"We mustn't confuse what's impossible with what's implausible. Most of the stuff I cook up for a living relies upon systems that are highly implausible. That's what makes it so difficult to solve. No one ever thinks you'd go to that much trouble to fool your audience."
I don't want to make a habit out of publishing two blog posts in one day, but I'm bored out of my mind and I just finished reading a fairly interesting impossible crime novel – so why not ramble on for a bit here, eh?
First off, you should know that Patrick seems to be the instigator here as it was his series of excellent reviews of Paul Halter's locked room stories that kick-started a minor discussion about his strength and weaknesses as a mystery writer – and eventually trailed off in a conversation about French detective stories in general. This prompted me to wring a few names through a search engine and discovered that one or two of them were within reach of my covetous claws! The first one I snatched up was Martin Méroy's Meartre en Chambre Noir (Murder in a Darkened Room, 1965), which I had seen described as a locked room mystery and the ever-helpful Xavier Lechard, who's a walking encyclopedia on the French detective story, beefed up that meager piece of information with the following description:
"Not much is known about Martin Méroy except that he was a prolific writer of
softboiled fiction in the early sixties, writing in particular about a private detective named... Martin Méroy. These are fast, fun reads with interesting, inventive plots often involving locked rooms. I haven't read this particular one, but I'm confident it's quite readable if not revolutionary."
Martin Méroy is without doubt a hardboiled gumshoe in the tradition of Sam Spade and Philip Marlowe, who takes no guff from nobody and knows how to land a punch and fire a gun with equal skill, but at the same his misses that lone knight attitude that is so typical for these kind of private eyes. For example, when a woman asks him to retrieve a letter for her he tells her she can pay him with her body! That's just something I couldn't see private ops like Nameless or Lew Archer doing to their clientele. They can hold their own in a bare-knuckle fist-fight with street thugs or in all-out gun fight with a gangster or two, but never turn a potential client into a private prostitute.
Oh well, his main client of this book, a famous and world renowned stage magician, The Great Zambini, is allowed to pay his fee in cold hard cash and the job description consists of guarding him against any attempts made on his life. The magician has a vague notion that he might be in mortal danger, but can't give the exact details as to how and why to his short-term employee.
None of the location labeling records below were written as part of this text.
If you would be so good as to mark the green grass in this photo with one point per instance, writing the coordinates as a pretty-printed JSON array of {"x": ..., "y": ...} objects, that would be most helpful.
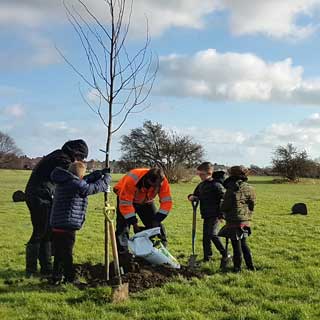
[{"x": 285, "y": 249}]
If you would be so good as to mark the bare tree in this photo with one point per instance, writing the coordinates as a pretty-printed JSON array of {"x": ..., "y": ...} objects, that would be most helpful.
[
  {"x": 119, "y": 82},
  {"x": 289, "y": 162},
  {"x": 151, "y": 145},
  {"x": 8, "y": 149}
]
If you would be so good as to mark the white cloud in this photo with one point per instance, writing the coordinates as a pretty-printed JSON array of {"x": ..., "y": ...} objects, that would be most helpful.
[
  {"x": 236, "y": 77},
  {"x": 59, "y": 126},
  {"x": 14, "y": 111},
  {"x": 240, "y": 147}
]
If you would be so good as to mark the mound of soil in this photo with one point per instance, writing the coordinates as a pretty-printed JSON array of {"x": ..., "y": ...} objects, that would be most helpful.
[{"x": 141, "y": 276}]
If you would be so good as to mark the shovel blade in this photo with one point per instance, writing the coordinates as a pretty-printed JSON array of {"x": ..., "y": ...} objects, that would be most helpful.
[
  {"x": 120, "y": 293},
  {"x": 192, "y": 263}
]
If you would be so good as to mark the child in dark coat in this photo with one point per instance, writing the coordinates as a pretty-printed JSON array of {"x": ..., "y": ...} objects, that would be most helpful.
[
  {"x": 209, "y": 193},
  {"x": 68, "y": 212},
  {"x": 237, "y": 207}
]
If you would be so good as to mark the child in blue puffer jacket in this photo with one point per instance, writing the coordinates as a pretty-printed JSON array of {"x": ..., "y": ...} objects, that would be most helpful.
[{"x": 68, "y": 212}]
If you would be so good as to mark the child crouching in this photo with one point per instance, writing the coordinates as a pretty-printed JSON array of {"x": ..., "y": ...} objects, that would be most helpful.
[{"x": 68, "y": 212}]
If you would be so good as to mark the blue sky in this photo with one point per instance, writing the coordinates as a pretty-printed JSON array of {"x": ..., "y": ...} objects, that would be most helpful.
[{"x": 242, "y": 77}]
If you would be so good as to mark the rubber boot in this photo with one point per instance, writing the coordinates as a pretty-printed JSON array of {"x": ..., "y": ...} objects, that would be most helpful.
[
  {"x": 249, "y": 262},
  {"x": 32, "y": 253},
  {"x": 45, "y": 258},
  {"x": 237, "y": 263}
]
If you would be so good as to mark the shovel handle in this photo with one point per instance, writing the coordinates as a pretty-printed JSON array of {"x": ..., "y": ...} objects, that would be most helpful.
[
  {"x": 194, "y": 204},
  {"x": 106, "y": 248},
  {"x": 114, "y": 251}
]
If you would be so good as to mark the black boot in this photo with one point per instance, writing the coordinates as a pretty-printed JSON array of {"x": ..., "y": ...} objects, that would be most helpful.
[
  {"x": 32, "y": 253},
  {"x": 249, "y": 263},
  {"x": 45, "y": 258}
]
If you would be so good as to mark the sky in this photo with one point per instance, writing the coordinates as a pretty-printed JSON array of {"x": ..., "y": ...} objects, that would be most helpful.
[{"x": 241, "y": 77}]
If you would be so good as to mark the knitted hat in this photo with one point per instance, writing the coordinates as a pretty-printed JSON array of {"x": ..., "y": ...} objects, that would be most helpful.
[
  {"x": 238, "y": 171},
  {"x": 76, "y": 149}
]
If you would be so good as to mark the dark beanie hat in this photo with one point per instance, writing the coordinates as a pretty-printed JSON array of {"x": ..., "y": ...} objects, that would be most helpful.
[
  {"x": 76, "y": 149},
  {"x": 238, "y": 171}
]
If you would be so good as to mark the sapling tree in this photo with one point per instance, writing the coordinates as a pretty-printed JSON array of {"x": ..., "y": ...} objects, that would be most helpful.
[{"x": 119, "y": 82}]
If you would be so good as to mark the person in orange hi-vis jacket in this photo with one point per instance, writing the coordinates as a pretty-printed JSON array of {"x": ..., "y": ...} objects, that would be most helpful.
[{"x": 136, "y": 193}]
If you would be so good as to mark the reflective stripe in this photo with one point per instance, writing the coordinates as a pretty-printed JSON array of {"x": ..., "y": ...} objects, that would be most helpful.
[
  {"x": 166, "y": 199},
  {"x": 133, "y": 176},
  {"x": 130, "y": 215},
  {"x": 125, "y": 202},
  {"x": 165, "y": 212}
]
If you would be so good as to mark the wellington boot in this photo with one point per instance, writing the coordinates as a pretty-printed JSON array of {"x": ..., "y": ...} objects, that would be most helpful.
[
  {"x": 32, "y": 253},
  {"x": 45, "y": 259}
]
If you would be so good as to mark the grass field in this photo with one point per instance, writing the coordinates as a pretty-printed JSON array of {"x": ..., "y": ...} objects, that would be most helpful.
[{"x": 285, "y": 250}]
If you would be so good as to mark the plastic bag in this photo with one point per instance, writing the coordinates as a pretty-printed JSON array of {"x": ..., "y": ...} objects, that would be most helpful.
[{"x": 151, "y": 250}]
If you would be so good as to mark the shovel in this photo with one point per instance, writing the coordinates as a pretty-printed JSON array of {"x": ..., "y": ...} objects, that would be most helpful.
[
  {"x": 120, "y": 291},
  {"x": 192, "y": 263}
]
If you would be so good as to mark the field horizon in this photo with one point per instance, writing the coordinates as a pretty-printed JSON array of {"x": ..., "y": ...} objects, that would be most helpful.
[{"x": 285, "y": 250}]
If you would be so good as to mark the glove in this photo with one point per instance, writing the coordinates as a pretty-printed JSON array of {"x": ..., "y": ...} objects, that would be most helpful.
[
  {"x": 136, "y": 228},
  {"x": 155, "y": 224},
  {"x": 132, "y": 221},
  {"x": 191, "y": 197},
  {"x": 105, "y": 170},
  {"x": 159, "y": 217}
]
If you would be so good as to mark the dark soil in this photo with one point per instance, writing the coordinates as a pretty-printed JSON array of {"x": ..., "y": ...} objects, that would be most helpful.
[{"x": 140, "y": 277}]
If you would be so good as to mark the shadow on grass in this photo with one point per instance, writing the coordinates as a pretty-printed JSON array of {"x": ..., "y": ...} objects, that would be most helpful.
[
  {"x": 24, "y": 286},
  {"x": 10, "y": 273},
  {"x": 252, "y": 181}
]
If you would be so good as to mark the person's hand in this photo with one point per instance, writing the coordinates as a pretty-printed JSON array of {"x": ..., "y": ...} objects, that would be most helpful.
[
  {"x": 155, "y": 224},
  {"x": 105, "y": 170},
  {"x": 136, "y": 228},
  {"x": 191, "y": 197}
]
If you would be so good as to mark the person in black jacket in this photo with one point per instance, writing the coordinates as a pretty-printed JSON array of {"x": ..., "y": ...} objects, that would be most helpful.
[
  {"x": 39, "y": 194},
  {"x": 69, "y": 210},
  {"x": 209, "y": 193}
]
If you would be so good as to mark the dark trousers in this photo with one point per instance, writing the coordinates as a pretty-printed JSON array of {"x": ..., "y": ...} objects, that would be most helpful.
[
  {"x": 240, "y": 247},
  {"x": 39, "y": 245},
  {"x": 146, "y": 213},
  {"x": 63, "y": 255},
  {"x": 40, "y": 215},
  {"x": 210, "y": 233}
]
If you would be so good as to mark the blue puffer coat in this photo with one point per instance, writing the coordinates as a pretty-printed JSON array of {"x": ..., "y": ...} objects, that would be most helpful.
[{"x": 70, "y": 197}]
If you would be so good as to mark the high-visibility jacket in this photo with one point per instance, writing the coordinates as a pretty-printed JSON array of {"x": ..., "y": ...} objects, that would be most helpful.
[{"x": 130, "y": 194}]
However, during one of his most acclaimed illusions, which he dubbed The Secret of the Darkened Room, he fails for the first time to emerge from a sealed bank vault – and when they swung open the heavy steel door he was still tied up in a locked trunk with a knife handle projecting from his chest! But how could anyone have slipped unseen into a solidy welded steel and sealed vault, plunge several inches of steel between the ribcage of a man who was still locked up in a trunk wrapped with chains, and vanish before the door was opened again?
The solution is actually a slightly more complicated variation on one of the oldest tricks in the book, but it was done with enough skill and aplomb to warrant some appreciation and Méroy also explains how the trick would've normally worked as well as how an on-stage transformation was pulled off – which are nice little extras for us aficionados of the impossible crime story.
But I have to honestly say that I preferred my own solution of the sealed vault trick to the one that was given, which I imagined involved doctoring with the trunk and turning it into a single-spiked iron maiden by fastening a hidden knife to the inside of the lid. I'm sure it's possible to rig up some sort of deadly contraption with a knife, spring and a strap. It would also give the story a nice, but exceedingly dark, twist by making the person who closed the lid an unwittingly accomplice to the murder. Yes, I'm brilliant like that.
Xavier Lechard was justified in assuming that the book would be quite readable, you burn through the chapters at breakneck speed, but it's not exactly a revolutionary locked room story. It's combination of hardboiled story telling and orthodox plotting definitely makes it an above average effort, but it's not on par with such staggering masterpieces as John Dickson Carr's The Hollow Man (1935) and John Sladek's Black Aura (1974).